Redacción
El Consejo General de Enfermería (CGE) incide en que la fuga de talento enfermero sigue siendo un problema crítico en España. Cada año, cientos de enfermeras abandonan el país en busca de mejores condiciones laborales en el extranjero. En 2024, el CGE ha registrado 1.134 solicitudes del certificado de buena conducta, documento imprescindible para ejercer fuera de España. Esta cifra supone un ligero descenso del 6,6% respecto a las 1.214 solicitudes de 2023. No obstante, la tendencia sigue siendo alarmante: desde 2021, el número de peticiones ha crecido en un 300%.
Para el presidente del CGE, Florentino Pérez Raya, estas cifras evidencian una problemática que sigue sin resolverse. «Las enfermeras españolas están entre las más demandadas a nivel internacional por su excelente formación, pero nuestro país sigue sin ofrecerles las condiciones laborales que merecen. Es inaceptable que sigamos perdiendo profesionales por no garantizarles estabilidad y reconocimiento», ha afirmado.
El CGE llama urgentemente al Ministerio de Sanidad y a las consejerías autonómicas
El CGE ha hecho un llamamiento urgente al Ministerio de Sanidad y a las consejerías autonómicas para que tomen medidas eficaces que frenen esta constante fuga de profesionales. A pesar del anuncio del Plan Estatal de Retorno, impulsado por el Ministerio de Inclusión, Seguridad Social y Migraciones, desde la organización enfermera se muestran escépticos sobre su efectividad. Según Pérez Raya, este plan no aborda las verdaderas razones por las que las enfermeras abandonan el país. «Es un planteamiento demasiado generalista que no tiene en cuenta las condiciones reales de la profesión. No podemos pretender que las enfermeras regresen si la situación aquí sigue siendo precaria», ha señalado.
El presidente del CGE ha insistido en que, antes de pensar en recuperar a quienes ya se han marchado, es imprescindible mejorar la situación de quienes todavía ejercen en España. Para ello, ha señalado la necesidad de ofrecer contratos estables, eliminar la temporalidad y reconocer la categoría profesional de las enfermeras. Solo cuando estas condiciones se cumplan, considera que se podrá plantear un verdadero plan de retorno efectivo.
Satse exige la jubilación anticipada para las enfermeras
En paralelo a esta crisis de fuga de talento, el Sindicato de Enfermería Satse ha reclamado al Gobierno que regule la jubilación anticipada y voluntaria para las enfermeras, subrayando la penosidad de su trabajo. Desde la organización sindical lamentan que, en lugar de ofrecer esta opción, el Ejecutivo solo haya propuesto regular el acceso a la jubilación parcial a través del nombramiento de relevo, una medida que debía haberse implementado hace años.
Satse ha denunciado que el Gobierno parece más enfocado en incentivar la prolongación de la vida laboral que en atender las necesidades reales del colectivo. Según el sindicato, se ha solicitado formalmente al Ministerio de Inclusión, Seguridad Social y Migraciones el inicio del procedimiento para aplicar un coeficiente reductor en la edad de jubilación, similar al que ya existe en otras profesiones con condiciones de trabajo especialmente exigentes. Sin embargo, la respuesta del Ejecutivo ha sido esquiva, acogiendo la reciente reforma de la Seguridad Social como pretexto para no atender esta demanda.
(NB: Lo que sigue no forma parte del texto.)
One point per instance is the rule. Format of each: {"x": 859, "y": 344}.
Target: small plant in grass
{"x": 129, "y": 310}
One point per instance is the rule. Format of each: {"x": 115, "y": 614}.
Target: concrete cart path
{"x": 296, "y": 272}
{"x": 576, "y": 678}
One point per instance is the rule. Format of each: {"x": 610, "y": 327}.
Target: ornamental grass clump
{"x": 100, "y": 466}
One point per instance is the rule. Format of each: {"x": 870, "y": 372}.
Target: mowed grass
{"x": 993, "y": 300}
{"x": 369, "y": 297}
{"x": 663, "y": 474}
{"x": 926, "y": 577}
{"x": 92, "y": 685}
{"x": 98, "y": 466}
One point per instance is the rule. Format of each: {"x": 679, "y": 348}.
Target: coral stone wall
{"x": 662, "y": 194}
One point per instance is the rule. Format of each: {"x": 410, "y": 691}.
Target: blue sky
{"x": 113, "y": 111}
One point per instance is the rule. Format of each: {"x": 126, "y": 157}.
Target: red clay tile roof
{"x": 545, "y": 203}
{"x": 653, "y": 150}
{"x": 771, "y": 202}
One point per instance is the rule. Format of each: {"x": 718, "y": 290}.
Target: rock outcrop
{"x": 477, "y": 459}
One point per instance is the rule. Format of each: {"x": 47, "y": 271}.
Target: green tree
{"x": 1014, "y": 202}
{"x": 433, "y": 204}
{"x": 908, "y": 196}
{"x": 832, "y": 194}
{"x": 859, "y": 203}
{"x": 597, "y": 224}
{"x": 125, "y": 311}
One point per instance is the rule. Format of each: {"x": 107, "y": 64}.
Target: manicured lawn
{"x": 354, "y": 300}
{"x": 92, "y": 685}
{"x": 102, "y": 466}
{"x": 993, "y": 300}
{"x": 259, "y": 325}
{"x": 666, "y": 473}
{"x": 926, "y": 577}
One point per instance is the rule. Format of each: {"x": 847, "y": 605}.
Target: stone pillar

El sindicato ha insistido en que las enfermeras enfrentan riesgos físicos, biológicos y emocionales a diario, lo que justifica plenamente la necesidad de una jubilación anticipada. «Es una profesión que implica un desgaste constante y un alto nivel de estrés. Si el Gobierno tuviese un mínimo de empatía, trabajaría para permitir que las enfermeras puedan retirarse antes de la edad ordinaria», han manifestado desde Satse.
El CGE subraya que la medida no supondría una sobrecarga para la Seguridad Social
Además, han subrayado que la medida no supondría una sobrecarga para la Seguridad Social, ya que las enfermeras cotizan más a lo largo de su vida laboral, lo que garantizaría la sostenibilidad del sistema.
Tanto el Consejo General de Enfermería como Satse coinciden en que es imprescindible tomar decisiones urgentes que permitan mejorar las condiciones del colectivo y frenar la fuga de talento. La falta de medidas efectivas, advierten, no solo afecta a las enfermeras, sino también a la calidad asistencial del sistema sanitario español.
«Mientras no se implementen soluciones reales, seguiremos viendo cómo nuestras mejores enfermeras se marchan al extranjero, dejando a nuestro sistema sanitario cada vez más debilitado», ha concluido Pérez Raya.